O imóvel destinado à entidade familiar (bem de família) encontra proteção na lei n. 8.009/1990 de modo que não pode, via de regra, sofrer constrições por dívidas de seus proprietários. Com as exceções trazidas no artigo 3º da referida lei, como por exemplo: débito decorrente do próprio imóvel (IPTU, condomínio etc.), ou de débitos decorrentes de dívida alimentícia, dívida hipotecária em que o próprio imóvel foi dado em garantia e fiança em contrato de locação.


Em linhas gerais o que interessa no presente arrazoado é analisar a interpretação dada ao artigo 5º da lei da impenhorabilidade, segundo o qual “para os efeitos de impenhorabilidade, de que trata esta lei, considera-se residência um único imóvel utilizado pelo casal ou pela entidade familiar para moradia permanente” (caput) e “na hipótese de o casal, ou entidade familiar, ser possuidor de vários imóveis utilizados como residência, a impenhorabilidade recairá sobre o de menor valor, salvo se outro tiver sido registrado, para esse fim, no Registro de Imóveis e na forma do art. 70 do Código Civil” (parágrafo único).

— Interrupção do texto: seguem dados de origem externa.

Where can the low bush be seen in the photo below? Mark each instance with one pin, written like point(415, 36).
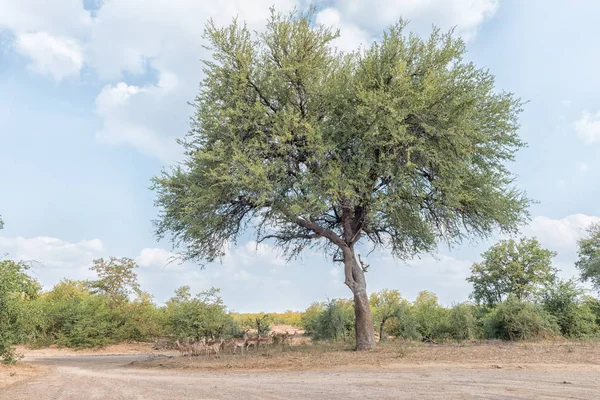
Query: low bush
point(517, 320)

A legislação ordinária dá plena eficácia ao texto constitucional de 1988 (art. 1º, inciso III e art. 6º) correspondente ao mínimo existencial e do direito à moradia. No ponto, Arnaldo Rizzardo conceitua que: “no elenco de direitos e garantias, têm-se como da maior relevância aqueles que dizem com a vida e a dignidade do ser humano, envolvendo naturalmente a proteção à moradia, que deve constituir uma das principais metas do próprio Estado. Nesta dimensão, introduziram-se leis destinadas a proteger o patrimônio formado pelos bens utilizados para as pessoas se abrigarem e viverem individualmente ou no conjunto familiar.” (in Direito de Família, Forense, 2006, pág. 855).


Com isso, os operadores do direito e o Poder Judiciário devem interpretar a aplicação da proteção do bem de família (impenhorabilidade) de forma abrangente e finalística e não de forma restrita e literal.


Para aplicação da regra de impenhorabilidade do bem de família, importante verificar a finalidade a que se destina o imóvel (alvo da penhora) de modo a ser irrelevante se nele está a residência do proprietário, desde que o imóvel sirva para a moradia de outros membros da entidade familiar e o devedor (proprietário) resida em outro local (exemplo: outro imóvel locado), por motivos diversos.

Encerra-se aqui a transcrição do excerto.